The Best Kind of People by Zoe Whittall

My favorite stories are the ones that take terrible events or crimes and look at it from a different perspective. It makes one think and connect more to the various players both in the forefront and in the background of the incident. I like these kinds of novels because they make my realize my own prejudices and they force me to open my eyes to the bigger picture. That’s the main reason I was attracted to this novel.

George Woodbury is a much-loved teacher, husband, and father. So it comes as a shock when he is arrested for sexual impropriety at the very school he teaches at. His wife, Joan, is forced into a difficult situation, as the community she loves turns against her. Their daughter, Sadie, who was once a popular over-achiever is now reduced to a social pariah. Their son, Andrew, comes into town to help his father’s defense, but finds painful memories from his teen years are still holding him back. As the family tries to keep themselves together during this difficult time, the question at the back of all of their minds is: did he do it?
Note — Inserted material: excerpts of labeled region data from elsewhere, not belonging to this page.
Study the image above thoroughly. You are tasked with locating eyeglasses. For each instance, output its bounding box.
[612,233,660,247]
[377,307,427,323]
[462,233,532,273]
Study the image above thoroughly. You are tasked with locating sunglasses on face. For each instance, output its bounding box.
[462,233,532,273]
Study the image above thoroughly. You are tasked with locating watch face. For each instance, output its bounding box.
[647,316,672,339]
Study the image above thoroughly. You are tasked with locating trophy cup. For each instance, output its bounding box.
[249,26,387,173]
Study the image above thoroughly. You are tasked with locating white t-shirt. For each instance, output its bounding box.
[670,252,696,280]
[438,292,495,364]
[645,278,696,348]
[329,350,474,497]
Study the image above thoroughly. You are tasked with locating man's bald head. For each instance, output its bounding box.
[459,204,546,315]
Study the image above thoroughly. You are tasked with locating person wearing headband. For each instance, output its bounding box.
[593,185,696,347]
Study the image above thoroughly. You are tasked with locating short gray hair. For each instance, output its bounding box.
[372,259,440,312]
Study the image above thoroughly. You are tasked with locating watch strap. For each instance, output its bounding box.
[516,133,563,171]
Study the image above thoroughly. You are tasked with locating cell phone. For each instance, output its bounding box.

While this novel wasn’t perfect, I must say that I really enjoyed it. The story switches into different perspectives throughout the novel with the exception of George, which I found really intriguing. The novel did quite a good job in portraying the difficulties that the family of the accused faces before and after a terrible scandal. The author really showed how people can go from being friends to enemies in the blink of an eye, and how hard it can be for a family to support someone that they love, even while facing the possibility that their loved one is guilty of committing an atrocious crime. In the beginning, I was more interested in finding out whether George was guilty or not but as the story progressed, I found myself empathizing with the members of his family – especially Joan. I think that while Andrew and Sadie were hard to empathize with, Joan was depicted quite nicely as the pillar of support. Her character kept me intrigued and it was with her that I felt the most connected. I wish the author had spent more time developing Sadie and Andrew, since they mostly came off as selfish and sometimes a little stupid. The story does skip around in terms of the time frame but it was necessary; it kept the pace brisk and kept me interested. While the author may not have gotten every legal aspect correct, she did shed light on the struggles that the victims themselves face during a court trial. Being painted as a liar or as someone who has done something to deserve it…. these are terrible accusations especially when the victims are pressing charges regarding a sexual encounter but these accusations really do occur in the real world; the media and even some locals can go against the victims, causing justice to not be served. It was something that the author really honed in on and I’m glad she did because I never really considered this issue before. The ending made me really sad. It highlighted the tragedy that occurs in the justice system and showed how no one really wins. Overall, this novel has a high-impact plot that will make you see things from various different perspectives. I think that the plot and the important issues that are raised by the author are strong enough to overpower the negatives, so this is a novel that I would definitely recommend!